I am not confused about the Greek desire to get out from under their debt load - past governments have built up intolerable levels of debt which is costs a huge portion of Greek GDP to pay off.
At one time in my life I would have been confused by folks, often on the Left, who argue that the answer to Greek debt problems is ... deficit spending. This might have seen inexplicable to me earlier in life as a wondered how the same behavior of fiscal irresponsibility that led them into debt would get them out. But I have learned that there is no limit to the optimism Keynesians hold for the effects of government spending. The last trillion of debt may have not done anything measurable but the next trillion is always going to be the one that turns us around. Sort of like Cubs fans.
No, what confuses me today is the fact that other institutions and countries are still willing to buy Greek debt and even entertain some sort of debt swap where they end up with even more Greek debt. I have heard it said by many experts that it is unrealistic to expect that lenders will get even a fraction of their principle back from these loans. So why loan more?
The key for me in understanding this is the book "Engineering the Financial Crisis". In that book, the authors presented the theory that the Basel capital accords, which set capital requirements for banks, had a lot to do with the last financial crisis. Specifically, the rules allowed bank investments in two types of securities to be counted at 100% towards their capital levels. Any other type of investment was severely discounted, so there were enormous incentives in the regulations to focus bank investments on these two types of securities. What were they? Sovereign debt and mortgages (and mortgage-backed securities).

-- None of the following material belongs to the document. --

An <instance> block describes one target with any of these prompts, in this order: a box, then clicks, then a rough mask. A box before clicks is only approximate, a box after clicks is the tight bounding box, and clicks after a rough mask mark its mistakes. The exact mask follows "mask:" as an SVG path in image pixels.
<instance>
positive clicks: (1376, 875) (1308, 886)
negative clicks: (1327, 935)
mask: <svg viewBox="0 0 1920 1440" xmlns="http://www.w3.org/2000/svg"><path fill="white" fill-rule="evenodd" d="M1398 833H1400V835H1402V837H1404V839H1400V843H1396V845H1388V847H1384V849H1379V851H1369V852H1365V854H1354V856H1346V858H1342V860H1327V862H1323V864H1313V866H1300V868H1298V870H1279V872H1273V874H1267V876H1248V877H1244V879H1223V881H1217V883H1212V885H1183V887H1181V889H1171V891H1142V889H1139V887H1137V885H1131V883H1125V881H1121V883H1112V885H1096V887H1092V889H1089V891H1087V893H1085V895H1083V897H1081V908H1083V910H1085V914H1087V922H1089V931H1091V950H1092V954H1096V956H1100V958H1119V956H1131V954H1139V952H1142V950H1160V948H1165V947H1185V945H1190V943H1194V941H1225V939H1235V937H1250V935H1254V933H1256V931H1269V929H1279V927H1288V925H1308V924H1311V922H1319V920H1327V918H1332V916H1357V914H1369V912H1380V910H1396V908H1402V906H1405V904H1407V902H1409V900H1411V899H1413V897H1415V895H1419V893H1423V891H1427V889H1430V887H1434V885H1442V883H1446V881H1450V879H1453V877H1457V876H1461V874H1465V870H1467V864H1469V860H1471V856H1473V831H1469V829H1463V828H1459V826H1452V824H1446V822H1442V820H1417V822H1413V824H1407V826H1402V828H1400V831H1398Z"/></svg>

In the authors' view, which I find persuasive, a lot of the last financial crisis was caused by these rules creating a huge artificial demand by banks for mortgage securities. This created a sort of monoculture that was susceptible to small contagions spreading rapidly. As this demand for mortgage backed securities inevitably drove down their returns, it also created a demand for higher-yielding, riskier mortgage investments that might still "count" as mortgage securities under the capital requirements.
Anyway, for the Greek crisis, we need to look at the other piece of these capital requirements that give 100% capital credit: sovereign debt. Now, I may have this wrong, but for Euro denominated credit, it all counts as 100% whether its German or Greek, which is a bit like saying a mortgage to Bill Gates and a mortgage to Clark Griswold's country cousins count the same, but those are the rules.
So here is the problem as I understand it: Greek debt, because of its risk, paid higher returns than other sovereign debt but still counted the same against capital requirements. So European banks loaded up on it. Now that the debt is clearly bad, I am sure they would love to get paid for it. But what they want even more is to continue to get credit for it on their balance sheets against capital requirements. So what the banks need more than getting paid is for the debt to still exist and to (nominally) be current so that they can still count it on their balance sheets. Otherwise, if the debt gets written off, that means banks need to run out and raise hundreds of billions in new capital to replace it.
Yes, I know this seems insane. If everyone knows that the debt is virtually worthless, isn't it a sham to keep taking expensive steps (like issuing even more new debt) just to make sure the debt still appears on the books at 100%? Yes, of course it is. This is a problem with just about every system ever tried on bank capital requirements. Such requirements make sense (even to this libertarian) in a world of deposit insurance and too big to fail, but they can and do create expensive unintended consequences.